Puppet Master II (1990)

20 Mar 2025

Rating: 2.5/5

Cult Movie Challenge 2017 | 10/52 | Full Moon Entertainment

WARNING: spoilers for Puppet Master are inevitable. Readers beware.

In the Shady Oaks cemetery, behind the Bodega Bay Inn, the puppet called Pinhead opens the casket of André Toulon, the puppeteer who brought his puppets to life back in 1939 before committing suicide. Along with four other puppets, Pinhead pours a vial onto Toulon’s corpse. The puppets watch as the skeletal corpse becomes animate.

Carolyn Bramwell tries some keys on the doors of the Bodega Bay Inn to no avail. She returns to her US Investigators of Paranormal Claims van, where her brother Patrick awaits. She asks Patrick to break in while letting Lance and Wanda out of the back of the van. Camille Kenney joins the team at the hotel, where they set up cameras and measurement tools. But she doesn’t trust their tools, relying on her psychic abilities.

I'm afraid a great violence was done here. The taint of unholy fury has been absorbed by every particle of this place.

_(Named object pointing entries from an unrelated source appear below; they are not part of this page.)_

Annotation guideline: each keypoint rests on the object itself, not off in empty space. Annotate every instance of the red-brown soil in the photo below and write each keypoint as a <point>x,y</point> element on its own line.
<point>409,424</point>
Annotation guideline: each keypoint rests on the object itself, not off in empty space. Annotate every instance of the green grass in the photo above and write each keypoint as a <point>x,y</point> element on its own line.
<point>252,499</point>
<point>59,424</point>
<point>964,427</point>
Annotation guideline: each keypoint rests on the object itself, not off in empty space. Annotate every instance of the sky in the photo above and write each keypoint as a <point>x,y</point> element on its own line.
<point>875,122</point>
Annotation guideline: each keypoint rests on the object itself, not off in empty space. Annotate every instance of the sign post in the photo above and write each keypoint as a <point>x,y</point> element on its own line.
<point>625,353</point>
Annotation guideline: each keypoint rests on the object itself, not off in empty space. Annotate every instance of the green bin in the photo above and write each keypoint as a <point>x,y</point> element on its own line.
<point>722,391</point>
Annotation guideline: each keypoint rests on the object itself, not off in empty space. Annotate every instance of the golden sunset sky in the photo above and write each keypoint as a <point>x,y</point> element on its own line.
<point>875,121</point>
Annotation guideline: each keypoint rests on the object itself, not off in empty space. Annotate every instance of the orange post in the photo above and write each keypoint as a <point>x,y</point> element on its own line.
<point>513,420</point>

At dinner that night, they discuss the former owner, Megan Gallagher, and her violent murder in which the killer extracted her brain through her nose. Alex Gallegher, our lone survivor from movie one, is now in an asylum after authorities believe his premonitions are lunatic ravings. But Carolyn reads an account of Toulon’s suicide that corroborates Alex’s rantings. Before they can conclude, Camille screams, having spotted two puppets. The gang goes to investigate but finds nothing.

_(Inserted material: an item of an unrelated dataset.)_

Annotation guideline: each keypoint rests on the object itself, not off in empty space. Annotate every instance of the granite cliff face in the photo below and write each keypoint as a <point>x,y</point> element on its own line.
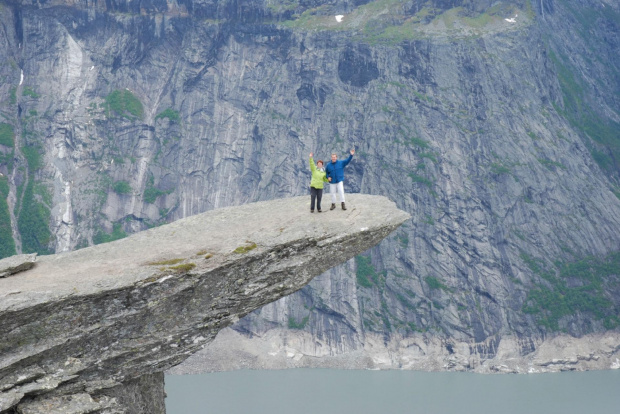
<point>494,124</point>
<point>93,330</point>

Still, Camille warns them that they are all in danger as long as they remain in this house—I mean, inn. She plans to leave the paranormal investigators to their own devices to learn the truth—if they live to find it.

[cue evil laugh, lightning strike, and the most annoying MIDI strings you’ve ever heard]

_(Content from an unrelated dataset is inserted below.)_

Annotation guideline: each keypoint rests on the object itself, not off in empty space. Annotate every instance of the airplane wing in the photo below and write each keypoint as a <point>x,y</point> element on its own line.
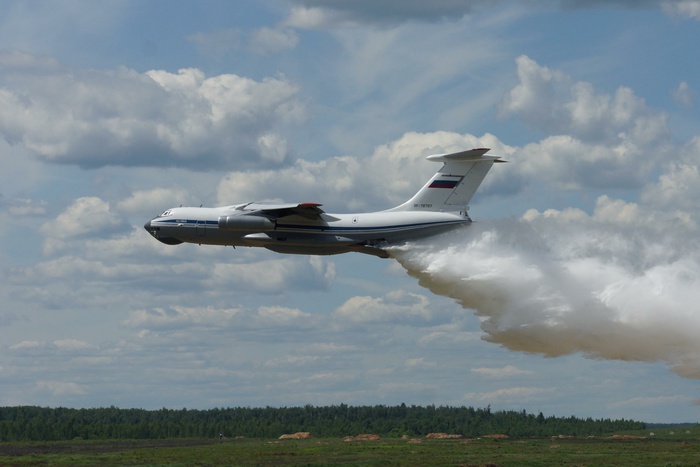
<point>308,210</point>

Like the first Puppet Master, this film bombards us with information before the first act finishes, leaving me scrambling to determine the plot. I omitted four characters just to keep my summary brief. Still, with all the lore from the first movie established (and reestablished here), we get to action much quicker.

I like the puppet work and claymation! It’s not high quality, but it’s fun. Steve Welles is the only actor who appears to be having a good time. His Toulon is so silly.

I wish the movie was just pulpy puppet nonsense, but it spends SO MUCH time watching people chat, and it adds nothing to the film.